# Partner visa and resume



## newinoz (Jun 26, 2012)

Hi all

I was wondering whether it would be better or not to state : "provisional pr visa" instead of for instance "australian working visa" in the resume

Im thinking employers may feel better to see the 2 letters PR in your resume and it may help to pass the cv screening process, whereas Stating aus working visa, they may think hes neither pr nor citizen, so we dont need him, too troublesome

Whats your view on this ? What do u write ?


----------



## Aineko (Feb 4, 2012)

From my experience: 
If you are sending it directly to employers, you can put it, even maybe add something like "PR expected ......(month and year)"
If you are sending it to recruiters avoid mentioning it in your CV (unless you have an absolutely awesome CV). I was told literally the following, by a very unfriendly recruiter: "I'll tell you what your provisional PR means: they tell you in the immigration that you have right to work but in reality your chances of finding a job are 0! Because if your relationship breaks down you will get deported! And nobody will give you a job on such visa."
Luckily she wasn't exactly right about my chances of finding a job being 0 , but she did make cry for few hours over my decision to come to Australia.


----------



## newinoz (Jun 26, 2012)

Thanks for your detailed answer!
Hmm that worries me
It seems indeed that they Often consider pr only
I checked with the embassy, technically it is correct to say it is a provisional pr.
Im not sure what to do now...

Well sometimes truth hurts, but it is sometimes still better to have someone telling you the truth than giving you fake hope

What is the reality ? Is it that difficult To find a job if your visa is not a pr ?
Did you still manage to get the job you wanted ?


----------



## Aineko (Feb 4, 2012)

newinoz said:


> Thanks for your detailed answer!
> Well sometimes truth hurts, but it is sometimes still better to have someone telling you the truth than giving you fake hope
> 
> What is the reality ? Is it that difficult To find a job if your visa is not a pr ?
> Did you still manage to get the job you wanted ?

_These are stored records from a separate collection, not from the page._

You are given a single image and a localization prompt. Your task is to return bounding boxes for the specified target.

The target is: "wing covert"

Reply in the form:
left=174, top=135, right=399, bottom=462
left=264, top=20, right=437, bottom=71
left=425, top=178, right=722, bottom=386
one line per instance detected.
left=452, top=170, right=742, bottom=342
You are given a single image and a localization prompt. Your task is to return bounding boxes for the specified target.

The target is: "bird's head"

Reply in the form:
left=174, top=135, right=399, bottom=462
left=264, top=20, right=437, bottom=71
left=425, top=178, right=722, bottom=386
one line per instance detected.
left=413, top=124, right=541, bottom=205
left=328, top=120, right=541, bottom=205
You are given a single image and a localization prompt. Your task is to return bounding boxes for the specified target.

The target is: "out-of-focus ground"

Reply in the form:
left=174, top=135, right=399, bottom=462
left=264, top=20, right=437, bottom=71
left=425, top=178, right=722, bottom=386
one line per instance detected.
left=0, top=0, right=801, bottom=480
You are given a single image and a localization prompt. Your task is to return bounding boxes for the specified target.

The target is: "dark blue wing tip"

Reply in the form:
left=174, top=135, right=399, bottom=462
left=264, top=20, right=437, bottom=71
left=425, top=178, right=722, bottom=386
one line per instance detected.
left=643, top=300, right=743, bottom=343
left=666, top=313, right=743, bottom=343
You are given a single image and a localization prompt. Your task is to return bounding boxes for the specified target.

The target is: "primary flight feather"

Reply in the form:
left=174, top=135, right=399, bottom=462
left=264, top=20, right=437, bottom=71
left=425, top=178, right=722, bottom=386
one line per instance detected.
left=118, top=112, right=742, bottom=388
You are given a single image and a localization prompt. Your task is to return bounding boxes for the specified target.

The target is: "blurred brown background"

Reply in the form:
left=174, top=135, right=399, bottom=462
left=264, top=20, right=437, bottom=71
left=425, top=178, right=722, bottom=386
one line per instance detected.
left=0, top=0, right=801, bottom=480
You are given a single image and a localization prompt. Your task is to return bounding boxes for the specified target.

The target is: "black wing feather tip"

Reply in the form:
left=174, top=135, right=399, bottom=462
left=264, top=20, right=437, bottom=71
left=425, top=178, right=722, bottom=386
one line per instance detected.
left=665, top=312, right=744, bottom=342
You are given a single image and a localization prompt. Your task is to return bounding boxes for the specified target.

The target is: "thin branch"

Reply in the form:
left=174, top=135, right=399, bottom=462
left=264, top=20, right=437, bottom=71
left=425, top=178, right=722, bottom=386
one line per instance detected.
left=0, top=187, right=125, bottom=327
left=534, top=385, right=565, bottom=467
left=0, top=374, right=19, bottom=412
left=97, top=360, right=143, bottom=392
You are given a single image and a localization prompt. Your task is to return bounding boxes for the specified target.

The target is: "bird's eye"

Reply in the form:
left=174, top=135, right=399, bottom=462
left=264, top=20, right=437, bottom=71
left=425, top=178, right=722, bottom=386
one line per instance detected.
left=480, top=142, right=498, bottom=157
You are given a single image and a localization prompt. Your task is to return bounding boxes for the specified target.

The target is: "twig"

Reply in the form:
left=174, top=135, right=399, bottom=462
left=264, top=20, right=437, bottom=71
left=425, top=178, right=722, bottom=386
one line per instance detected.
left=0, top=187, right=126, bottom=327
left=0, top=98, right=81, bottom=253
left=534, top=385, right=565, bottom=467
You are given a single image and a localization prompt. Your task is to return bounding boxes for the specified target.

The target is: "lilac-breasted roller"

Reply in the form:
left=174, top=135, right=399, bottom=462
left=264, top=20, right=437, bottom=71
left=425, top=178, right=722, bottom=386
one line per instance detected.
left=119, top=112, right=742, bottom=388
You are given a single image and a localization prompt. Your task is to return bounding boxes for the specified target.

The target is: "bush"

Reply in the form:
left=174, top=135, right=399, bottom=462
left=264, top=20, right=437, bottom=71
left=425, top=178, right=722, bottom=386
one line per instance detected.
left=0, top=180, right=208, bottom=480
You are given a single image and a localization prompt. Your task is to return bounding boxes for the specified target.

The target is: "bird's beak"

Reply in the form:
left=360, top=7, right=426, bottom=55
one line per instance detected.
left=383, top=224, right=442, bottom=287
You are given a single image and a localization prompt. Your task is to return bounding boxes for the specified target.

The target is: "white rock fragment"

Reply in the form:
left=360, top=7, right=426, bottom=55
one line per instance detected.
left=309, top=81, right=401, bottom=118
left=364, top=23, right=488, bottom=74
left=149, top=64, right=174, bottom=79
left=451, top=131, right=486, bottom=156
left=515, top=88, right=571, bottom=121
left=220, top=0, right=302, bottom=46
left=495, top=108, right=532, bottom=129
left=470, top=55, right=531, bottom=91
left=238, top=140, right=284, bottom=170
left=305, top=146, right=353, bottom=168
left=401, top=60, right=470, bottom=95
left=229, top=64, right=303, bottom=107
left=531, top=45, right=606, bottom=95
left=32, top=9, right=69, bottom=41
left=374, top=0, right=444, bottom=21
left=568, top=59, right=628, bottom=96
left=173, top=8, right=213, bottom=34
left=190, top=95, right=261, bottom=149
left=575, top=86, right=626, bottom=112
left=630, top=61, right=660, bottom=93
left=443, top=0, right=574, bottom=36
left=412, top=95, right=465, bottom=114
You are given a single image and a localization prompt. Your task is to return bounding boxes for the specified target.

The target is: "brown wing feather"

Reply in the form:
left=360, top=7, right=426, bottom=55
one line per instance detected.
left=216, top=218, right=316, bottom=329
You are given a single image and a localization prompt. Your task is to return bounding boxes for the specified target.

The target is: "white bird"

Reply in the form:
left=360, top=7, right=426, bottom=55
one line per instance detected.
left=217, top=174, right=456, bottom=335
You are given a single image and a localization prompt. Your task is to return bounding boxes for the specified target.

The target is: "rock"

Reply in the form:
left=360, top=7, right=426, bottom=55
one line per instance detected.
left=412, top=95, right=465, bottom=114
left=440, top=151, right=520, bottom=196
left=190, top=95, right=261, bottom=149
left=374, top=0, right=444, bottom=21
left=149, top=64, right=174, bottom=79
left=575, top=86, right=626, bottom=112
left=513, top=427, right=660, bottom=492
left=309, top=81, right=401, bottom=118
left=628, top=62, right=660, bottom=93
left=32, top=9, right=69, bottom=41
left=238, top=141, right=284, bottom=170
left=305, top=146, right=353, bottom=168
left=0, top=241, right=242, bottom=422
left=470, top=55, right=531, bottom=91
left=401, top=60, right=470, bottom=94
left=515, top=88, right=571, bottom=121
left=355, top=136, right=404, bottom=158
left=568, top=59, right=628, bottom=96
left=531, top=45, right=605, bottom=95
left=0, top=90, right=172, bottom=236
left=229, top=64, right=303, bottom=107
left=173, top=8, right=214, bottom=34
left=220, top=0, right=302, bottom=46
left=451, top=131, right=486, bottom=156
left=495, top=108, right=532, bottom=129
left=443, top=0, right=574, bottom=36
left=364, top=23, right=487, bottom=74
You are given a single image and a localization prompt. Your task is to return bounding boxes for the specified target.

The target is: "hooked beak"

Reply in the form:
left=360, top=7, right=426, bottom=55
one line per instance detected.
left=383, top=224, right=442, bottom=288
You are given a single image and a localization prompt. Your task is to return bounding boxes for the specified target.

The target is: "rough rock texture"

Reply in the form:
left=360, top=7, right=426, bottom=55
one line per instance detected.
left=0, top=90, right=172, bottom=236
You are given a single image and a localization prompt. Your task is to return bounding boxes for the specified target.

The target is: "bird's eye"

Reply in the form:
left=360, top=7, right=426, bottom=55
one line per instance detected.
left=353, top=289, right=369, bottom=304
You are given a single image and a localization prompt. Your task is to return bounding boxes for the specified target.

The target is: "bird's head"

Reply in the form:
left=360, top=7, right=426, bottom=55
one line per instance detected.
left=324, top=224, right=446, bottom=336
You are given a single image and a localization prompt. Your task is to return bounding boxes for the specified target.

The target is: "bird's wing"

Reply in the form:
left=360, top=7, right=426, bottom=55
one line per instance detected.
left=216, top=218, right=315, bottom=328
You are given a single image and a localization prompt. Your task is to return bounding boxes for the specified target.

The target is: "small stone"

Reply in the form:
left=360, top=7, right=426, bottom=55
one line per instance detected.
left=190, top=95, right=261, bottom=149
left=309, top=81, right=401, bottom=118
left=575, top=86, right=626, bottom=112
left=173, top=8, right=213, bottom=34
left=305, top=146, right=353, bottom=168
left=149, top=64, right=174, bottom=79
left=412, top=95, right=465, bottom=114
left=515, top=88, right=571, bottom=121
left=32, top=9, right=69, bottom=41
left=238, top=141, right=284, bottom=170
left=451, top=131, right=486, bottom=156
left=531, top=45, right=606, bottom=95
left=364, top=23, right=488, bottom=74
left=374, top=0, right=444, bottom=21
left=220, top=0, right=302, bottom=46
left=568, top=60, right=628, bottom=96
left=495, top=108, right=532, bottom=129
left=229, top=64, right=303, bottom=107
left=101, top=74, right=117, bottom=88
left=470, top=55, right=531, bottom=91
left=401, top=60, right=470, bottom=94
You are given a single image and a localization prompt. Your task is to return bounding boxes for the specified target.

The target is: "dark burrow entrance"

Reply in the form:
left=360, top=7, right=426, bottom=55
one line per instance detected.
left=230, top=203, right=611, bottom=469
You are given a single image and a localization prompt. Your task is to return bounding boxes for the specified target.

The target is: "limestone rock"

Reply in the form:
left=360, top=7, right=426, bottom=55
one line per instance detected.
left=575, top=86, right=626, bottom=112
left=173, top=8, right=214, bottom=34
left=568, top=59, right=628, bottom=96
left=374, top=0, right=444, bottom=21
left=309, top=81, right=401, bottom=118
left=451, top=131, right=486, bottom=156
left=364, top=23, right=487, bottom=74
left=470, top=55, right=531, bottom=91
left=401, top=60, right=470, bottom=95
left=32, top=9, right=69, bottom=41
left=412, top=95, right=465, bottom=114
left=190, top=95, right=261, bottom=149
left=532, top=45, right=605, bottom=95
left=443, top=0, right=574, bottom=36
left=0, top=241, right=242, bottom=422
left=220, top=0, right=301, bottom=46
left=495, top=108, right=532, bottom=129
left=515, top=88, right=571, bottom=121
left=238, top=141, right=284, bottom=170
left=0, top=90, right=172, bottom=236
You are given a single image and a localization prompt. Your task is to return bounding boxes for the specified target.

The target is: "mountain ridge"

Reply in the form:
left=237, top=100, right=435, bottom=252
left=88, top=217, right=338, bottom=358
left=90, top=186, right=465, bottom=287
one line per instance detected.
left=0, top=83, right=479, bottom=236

my point was that what she said wasn't truth at all. or, more precisely - it's true from recruiters perspective, but reality is far away from 'your chances of finding a job are 0'. You saw on that other topic what was my situation at the end.


----------



## Dexter (May 5, 2010)

> I was wondering whether it would be better or not to state : "provisional pr visa" instead of for instance "australian working visa" in the resume


If I were you I would omit it. Aussie employers and recruiters are afraid of hiring people who don't have permanent visas. Temp visas are risky from long term investment perspective.


----------



## newinoz (Jun 26, 2012)

Ok so what would u write then ? Or do u not Write anything ? (which is worse) or do u just forget about your visa ?


----------



## Dexter (May 5, 2010)

Just don't mention anything about visa


----------